Welcome back, Franklin Pierce. The moniker of our 14th president is returning to legal education after a nine-year absence. University of New Hampshire Law School dean Megan Carpenter announced Tuesday that the Concord campus will henceforth be known as the University of New Hampshire Franklin Pierce School of Law after years of alumni requests. The new name will also capitalize on the school’s reputation as an intellectual property powerhouse, according to Carpenter.

It’s the latest twist for a law school that has seen significant change over the past decade. The campus was founded in 1973 as the independent Franklin Pierce Law School, and it established one of the most respected intellectual property programs in the country. (Pierce, a lawyer who died in 1869, was a New Hampshire native.) The University of New Hampshire acquired the state’s only law school in 2010 and dropped the Franklin Pierce name altogether. At the time, the school’s admissions dean said her office fielded many questions from prospective students about who Franklin Pierce is.

But alumni of the school felt differently, according to Carpenter, who unveiled the news to members of the law school community at the Intellectual Trademark Association’s annual meeting in Boston this week.
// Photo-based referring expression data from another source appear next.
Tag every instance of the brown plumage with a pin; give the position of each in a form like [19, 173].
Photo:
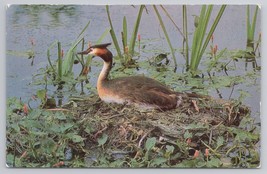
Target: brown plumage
[137, 90]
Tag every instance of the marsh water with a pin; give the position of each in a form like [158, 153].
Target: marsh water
[43, 24]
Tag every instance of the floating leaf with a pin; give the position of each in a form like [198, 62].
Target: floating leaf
[187, 134]
[158, 161]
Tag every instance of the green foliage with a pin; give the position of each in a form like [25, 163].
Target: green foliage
[199, 44]
[126, 58]
[166, 34]
[251, 27]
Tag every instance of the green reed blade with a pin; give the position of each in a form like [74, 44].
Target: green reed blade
[185, 36]
[113, 35]
[248, 23]
[59, 61]
[253, 26]
[82, 32]
[212, 29]
[169, 16]
[89, 57]
[166, 34]
[135, 30]
[68, 61]
[124, 36]
[198, 47]
[48, 55]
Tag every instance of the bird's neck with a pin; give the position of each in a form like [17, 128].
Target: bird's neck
[103, 76]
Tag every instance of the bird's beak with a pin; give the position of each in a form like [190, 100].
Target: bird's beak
[85, 51]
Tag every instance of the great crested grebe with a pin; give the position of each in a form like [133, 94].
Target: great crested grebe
[137, 90]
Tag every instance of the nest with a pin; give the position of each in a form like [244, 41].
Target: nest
[127, 127]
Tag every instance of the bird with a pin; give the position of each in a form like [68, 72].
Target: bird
[139, 91]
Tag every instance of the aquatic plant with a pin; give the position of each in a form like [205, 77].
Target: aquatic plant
[126, 58]
[200, 42]
[251, 28]
[65, 63]
[166, 35]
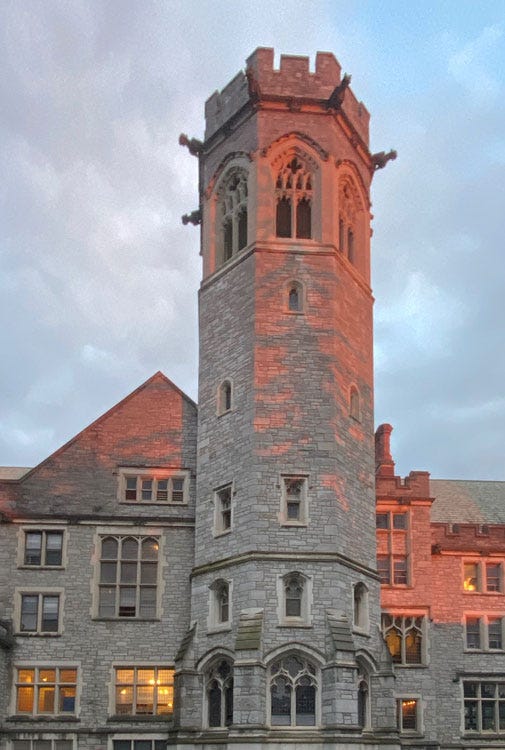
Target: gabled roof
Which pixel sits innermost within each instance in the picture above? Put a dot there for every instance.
(467, 501)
“I want to tell you—honestly—the biggest question I’m asked from all of you is, ‘Can we get Franklin Pierce back into the name of the school?’ ” Carpenter said during her announcement of the change. “I’ve been asked that three times today alone. I’m here to tell you tonight that we have heard you. You, the University of New Hampshire, and us together, have decided that effective today, right now, our law school is the University of New Hampshire Franklin Pierce School of Law.”

The announcement was met with a roar of approval from the assembled crowd.

Recent naming controversies at law schools have highlighted the sensitive nature of institutional monikers and the deep attachment alumni sometimes feel to them. The University of California, Berkeley School of Law last year opted to drop its informal “Boalt Hall” name after researchers revealed the racist past of namesake John Boalt. But the law school community was evenly split over ditching the name, dean Erwin Chemerinsky said at the time. Florida State University is currently trying to strip the name of former Florida Supreme Court Justice B.K. Roberts from its law school campus, but has run into legislative roadblocks. (Critics have taken issue with Robert’s opposition to racial integration from the bench.)

Franklin Pierce—the former president—hasn’t come under that type of scrutiny, though he opposed the abolitionist movement in the run-up to the Civil War. But alumni feel an affinity for the name and its connection to the school’s history. And the Franklin Pierce association with intellectual property excellence is worth preserving, according to Carpenter.

“The Franklin Pierce name is considered the gold standard for intellectual property internationally,” she said in a statement on the change. “We’re confident welcoming Franklin Pierce back into our name will build new bridges globally as well as enhance relationships with our alumni.”